Li Qi, Li Xuezhou, Liu Wenbin, Yu Jieyu, Chen Yukun, Zhu Mengmeng, Li Na, Liu Fang, Wang Tiegong, Fang Xu, Li Jing, Lu Jianping, Shao Chengwei, Bian Yun
Department of Radiology, Changhai Hospital, Navy Medical University, Shanghai, China.
Department of Radiology, 96601 Military Hospital of PLA, Huangshan, Anhui, China.
Front Oncol. 2023 Jan 23;13:1108545. doi: 10.3389/fonc.2023.1108545. eCollection 2023.
To evaluate the diagnostic performance of radiomics model based on fully automatic segmentation of pancreatic tumors from non-enhanced magnetic resonance imaging (MRI) for differentiating pancreatic adenosquamous carcinoma (PASC) from pancreatic ductal adenocarcinoma (PDAC).
In this retrospective study, patients with surgically resected histopathologically confirmed PASC and PDAC who underwent MRI scans between January 2011 and December 2020 were included in the study. Multivariable logistic regression analysis was conducted to develop a clinical and radiomics model based on non-enhanced T1-weighted and T2-weighted images. The model performances were determined based on their discrimination and clinical utility. Kaplan-Meier and log-rank tests were used for survival analysis.

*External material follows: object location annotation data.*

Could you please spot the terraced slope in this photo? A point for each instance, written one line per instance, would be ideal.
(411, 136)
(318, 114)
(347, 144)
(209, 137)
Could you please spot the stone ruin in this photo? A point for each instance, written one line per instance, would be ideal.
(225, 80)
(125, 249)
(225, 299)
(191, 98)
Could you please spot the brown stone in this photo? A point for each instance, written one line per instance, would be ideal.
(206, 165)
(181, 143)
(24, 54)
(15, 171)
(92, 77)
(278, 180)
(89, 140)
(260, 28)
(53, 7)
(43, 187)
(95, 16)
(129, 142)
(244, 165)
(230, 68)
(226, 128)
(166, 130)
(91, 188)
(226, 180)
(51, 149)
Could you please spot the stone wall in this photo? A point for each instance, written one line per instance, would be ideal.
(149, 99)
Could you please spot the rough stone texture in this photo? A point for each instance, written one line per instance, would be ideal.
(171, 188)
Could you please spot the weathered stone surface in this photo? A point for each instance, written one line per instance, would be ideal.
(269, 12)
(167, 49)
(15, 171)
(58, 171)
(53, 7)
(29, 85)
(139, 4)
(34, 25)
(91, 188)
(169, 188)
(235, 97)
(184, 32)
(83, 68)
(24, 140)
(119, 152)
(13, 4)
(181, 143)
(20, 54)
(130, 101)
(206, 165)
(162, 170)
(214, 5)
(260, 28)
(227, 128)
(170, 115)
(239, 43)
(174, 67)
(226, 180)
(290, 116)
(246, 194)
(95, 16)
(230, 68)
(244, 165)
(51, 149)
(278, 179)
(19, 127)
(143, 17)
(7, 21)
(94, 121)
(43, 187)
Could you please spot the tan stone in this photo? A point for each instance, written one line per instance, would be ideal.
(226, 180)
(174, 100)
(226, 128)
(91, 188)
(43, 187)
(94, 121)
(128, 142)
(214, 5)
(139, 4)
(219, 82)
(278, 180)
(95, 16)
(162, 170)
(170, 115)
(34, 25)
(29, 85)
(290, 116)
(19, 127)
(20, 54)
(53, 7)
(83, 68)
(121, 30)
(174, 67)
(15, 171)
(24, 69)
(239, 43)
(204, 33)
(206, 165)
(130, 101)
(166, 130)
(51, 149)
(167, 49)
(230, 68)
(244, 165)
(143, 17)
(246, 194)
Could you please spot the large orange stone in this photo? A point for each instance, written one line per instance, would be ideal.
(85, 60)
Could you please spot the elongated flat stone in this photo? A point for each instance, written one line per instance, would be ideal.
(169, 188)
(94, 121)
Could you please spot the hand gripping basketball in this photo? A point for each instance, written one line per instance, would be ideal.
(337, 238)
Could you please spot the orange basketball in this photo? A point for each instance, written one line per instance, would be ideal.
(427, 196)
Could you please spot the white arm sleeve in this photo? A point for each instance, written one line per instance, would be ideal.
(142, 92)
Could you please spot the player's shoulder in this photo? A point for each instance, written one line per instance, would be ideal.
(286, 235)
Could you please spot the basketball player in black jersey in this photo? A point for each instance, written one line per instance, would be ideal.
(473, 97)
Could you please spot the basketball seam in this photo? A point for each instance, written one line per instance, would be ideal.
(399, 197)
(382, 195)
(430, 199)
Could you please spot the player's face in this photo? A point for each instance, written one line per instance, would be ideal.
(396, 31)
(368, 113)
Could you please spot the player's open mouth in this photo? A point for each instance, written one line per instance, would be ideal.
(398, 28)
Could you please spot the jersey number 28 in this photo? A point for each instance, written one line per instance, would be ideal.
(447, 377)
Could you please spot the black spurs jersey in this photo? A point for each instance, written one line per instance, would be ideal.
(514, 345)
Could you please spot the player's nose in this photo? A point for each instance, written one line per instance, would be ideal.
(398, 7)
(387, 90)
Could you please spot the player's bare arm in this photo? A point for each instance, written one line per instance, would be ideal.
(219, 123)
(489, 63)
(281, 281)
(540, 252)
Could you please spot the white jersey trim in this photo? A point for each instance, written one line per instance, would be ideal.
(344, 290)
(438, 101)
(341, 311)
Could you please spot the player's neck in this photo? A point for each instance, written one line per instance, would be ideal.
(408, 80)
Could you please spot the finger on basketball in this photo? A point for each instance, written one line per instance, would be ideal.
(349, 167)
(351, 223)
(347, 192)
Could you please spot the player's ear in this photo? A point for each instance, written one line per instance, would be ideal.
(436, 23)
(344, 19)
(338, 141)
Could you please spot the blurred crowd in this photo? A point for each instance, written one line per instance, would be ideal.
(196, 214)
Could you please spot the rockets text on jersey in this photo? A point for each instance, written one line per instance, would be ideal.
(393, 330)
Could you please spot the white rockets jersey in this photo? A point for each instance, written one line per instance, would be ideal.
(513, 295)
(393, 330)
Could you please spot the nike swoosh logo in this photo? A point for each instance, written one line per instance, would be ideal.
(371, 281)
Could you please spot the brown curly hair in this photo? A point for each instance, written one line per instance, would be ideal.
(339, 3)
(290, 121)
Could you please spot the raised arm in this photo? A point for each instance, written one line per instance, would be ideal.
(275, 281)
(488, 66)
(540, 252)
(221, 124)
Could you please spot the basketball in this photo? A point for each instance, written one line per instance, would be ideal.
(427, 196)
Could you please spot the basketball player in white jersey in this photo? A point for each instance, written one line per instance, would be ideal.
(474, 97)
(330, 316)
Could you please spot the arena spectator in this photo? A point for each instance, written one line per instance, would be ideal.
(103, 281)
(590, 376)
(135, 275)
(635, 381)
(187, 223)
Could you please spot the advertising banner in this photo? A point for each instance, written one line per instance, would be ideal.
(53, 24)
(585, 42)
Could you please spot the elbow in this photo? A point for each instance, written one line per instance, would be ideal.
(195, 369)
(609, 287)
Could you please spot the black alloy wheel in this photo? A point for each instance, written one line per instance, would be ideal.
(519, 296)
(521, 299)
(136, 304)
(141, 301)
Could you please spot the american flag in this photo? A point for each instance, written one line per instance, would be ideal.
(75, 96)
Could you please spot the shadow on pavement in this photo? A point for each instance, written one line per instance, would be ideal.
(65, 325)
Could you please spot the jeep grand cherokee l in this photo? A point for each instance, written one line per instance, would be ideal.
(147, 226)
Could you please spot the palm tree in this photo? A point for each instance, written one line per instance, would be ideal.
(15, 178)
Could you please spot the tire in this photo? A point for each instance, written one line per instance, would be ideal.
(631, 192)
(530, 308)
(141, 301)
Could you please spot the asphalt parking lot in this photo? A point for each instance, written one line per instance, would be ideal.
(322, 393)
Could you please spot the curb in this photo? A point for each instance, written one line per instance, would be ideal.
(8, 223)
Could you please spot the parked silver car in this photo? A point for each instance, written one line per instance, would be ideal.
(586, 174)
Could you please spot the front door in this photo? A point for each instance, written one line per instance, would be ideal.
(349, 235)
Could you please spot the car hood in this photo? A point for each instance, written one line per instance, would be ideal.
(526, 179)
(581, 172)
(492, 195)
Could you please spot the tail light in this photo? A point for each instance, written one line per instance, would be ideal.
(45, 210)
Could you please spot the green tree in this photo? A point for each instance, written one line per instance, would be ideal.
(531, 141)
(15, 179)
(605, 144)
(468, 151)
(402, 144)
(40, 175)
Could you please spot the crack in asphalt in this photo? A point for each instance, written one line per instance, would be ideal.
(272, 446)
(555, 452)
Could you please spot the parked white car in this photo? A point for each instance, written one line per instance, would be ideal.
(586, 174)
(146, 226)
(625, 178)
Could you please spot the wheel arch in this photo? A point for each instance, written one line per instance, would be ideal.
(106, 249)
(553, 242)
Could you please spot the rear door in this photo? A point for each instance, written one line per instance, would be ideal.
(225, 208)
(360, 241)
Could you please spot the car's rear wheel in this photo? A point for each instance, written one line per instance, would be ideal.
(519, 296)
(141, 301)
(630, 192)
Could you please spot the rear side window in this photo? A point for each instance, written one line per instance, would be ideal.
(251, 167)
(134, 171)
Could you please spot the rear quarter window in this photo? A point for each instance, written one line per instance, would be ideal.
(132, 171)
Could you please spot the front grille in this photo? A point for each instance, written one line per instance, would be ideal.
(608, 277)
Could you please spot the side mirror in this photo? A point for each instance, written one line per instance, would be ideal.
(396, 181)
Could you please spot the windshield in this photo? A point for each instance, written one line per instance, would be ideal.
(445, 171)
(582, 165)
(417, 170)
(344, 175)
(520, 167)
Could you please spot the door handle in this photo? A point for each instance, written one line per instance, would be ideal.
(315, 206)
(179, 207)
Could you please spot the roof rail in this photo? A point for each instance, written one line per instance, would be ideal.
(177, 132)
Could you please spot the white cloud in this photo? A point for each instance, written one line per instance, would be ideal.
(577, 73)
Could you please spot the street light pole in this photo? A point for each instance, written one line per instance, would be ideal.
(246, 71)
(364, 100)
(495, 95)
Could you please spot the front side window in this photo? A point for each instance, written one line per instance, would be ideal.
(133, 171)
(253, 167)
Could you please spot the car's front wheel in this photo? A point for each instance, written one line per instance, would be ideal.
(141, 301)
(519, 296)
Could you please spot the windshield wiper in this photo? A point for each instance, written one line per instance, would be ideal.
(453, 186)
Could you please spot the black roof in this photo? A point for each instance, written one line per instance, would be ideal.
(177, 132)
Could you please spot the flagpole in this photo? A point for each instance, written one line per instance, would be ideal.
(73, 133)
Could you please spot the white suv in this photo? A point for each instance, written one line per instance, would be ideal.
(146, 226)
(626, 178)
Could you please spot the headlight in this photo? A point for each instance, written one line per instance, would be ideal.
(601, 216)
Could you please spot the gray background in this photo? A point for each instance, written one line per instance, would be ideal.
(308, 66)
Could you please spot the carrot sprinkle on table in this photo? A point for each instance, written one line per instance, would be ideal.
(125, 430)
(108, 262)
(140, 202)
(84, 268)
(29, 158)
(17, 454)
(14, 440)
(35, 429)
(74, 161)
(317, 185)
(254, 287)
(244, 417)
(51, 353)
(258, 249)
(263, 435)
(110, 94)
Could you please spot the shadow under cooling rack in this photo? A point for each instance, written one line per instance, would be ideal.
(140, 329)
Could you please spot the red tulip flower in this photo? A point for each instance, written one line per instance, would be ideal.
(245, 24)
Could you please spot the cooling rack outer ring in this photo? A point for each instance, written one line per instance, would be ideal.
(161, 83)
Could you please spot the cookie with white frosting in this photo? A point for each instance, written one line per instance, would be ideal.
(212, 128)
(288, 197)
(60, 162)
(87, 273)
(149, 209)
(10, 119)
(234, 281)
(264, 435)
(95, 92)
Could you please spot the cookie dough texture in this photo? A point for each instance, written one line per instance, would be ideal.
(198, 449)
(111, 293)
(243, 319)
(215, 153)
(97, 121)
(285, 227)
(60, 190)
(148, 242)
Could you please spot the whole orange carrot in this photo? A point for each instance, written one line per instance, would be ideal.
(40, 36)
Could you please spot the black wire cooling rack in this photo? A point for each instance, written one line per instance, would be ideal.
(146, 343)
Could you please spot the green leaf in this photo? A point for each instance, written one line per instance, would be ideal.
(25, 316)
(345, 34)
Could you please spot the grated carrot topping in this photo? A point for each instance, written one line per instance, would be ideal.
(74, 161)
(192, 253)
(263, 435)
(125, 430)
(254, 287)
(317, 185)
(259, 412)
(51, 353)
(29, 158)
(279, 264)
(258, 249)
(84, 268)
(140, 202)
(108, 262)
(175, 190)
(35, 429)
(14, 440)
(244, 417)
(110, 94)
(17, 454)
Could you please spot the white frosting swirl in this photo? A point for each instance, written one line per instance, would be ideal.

A total of 510 consecutive patients including 387 patients (age: 61 ± 9 years; range: 28-86 years; 250 males) with PDAC and 123 patients (age: 62 ± 10 years; range: 36-84 years; 78 males) with PASC were included in the study. All patients were split into training (n=382) and validation (n=128) sets according to time. The radiomics model showed good discrimination in the validation (AUC, 0.87) set and outperformed the MRI model (validation set AUC, 0.80) and the ring-enhancement (validation set AUC, 0.74).
The radiomics model based on non-enhanced MRI outperformed the MRI model and ring-enhancement to differentiate PASC from PDAC; it can, thus, provide important information for decision-making towards precise management and treatment of PASC.
评估基于非增强磁共振成像(MRI)对胰腺肿瘤进行全自动分割的放射组学模型在鉴别胰腺腺鳞癌(PASC)与胰腺导管腺癌(PDAC)方面的诊断性能。
在这项回顾性研究中,纳入了2011年1月至2020年12月期间接受MRI扫描且经手术切除并经组织病理学证实为PASC和PDAC的患者。基于非增强T1加权和T2加权图像进行多变量逻辑回归分析,以建立临床和放射组学模型。根据模型的辨别力和临床实用性来确定其性能。采用Kaplan-Meier法和对数秩检验进行生存分析。
本研究共纳入510例连续患者,其中387例(年龄:61±9岁;范围:28 - 86岁;男性250例)为PDAC患者,123例(年龄:62±10岁;范围:36 - 84岁;男性78例)为PASC患者。所有患者按时间分为训练集(n = 382)和验证集(n = 128)。放射组学模型在验证集(AUC,0.87)中显示出良好的辨别力,优于MRI模型(验证集AUC,0.80)和环形强化(验证集AUC,0.74)。
基于非增强MRI的放射组学模型在鉴别PASC与PDAC方面优于MRI模型和环形强化;因此,它可为PASC的精确管理和治疗决策提供重要信息。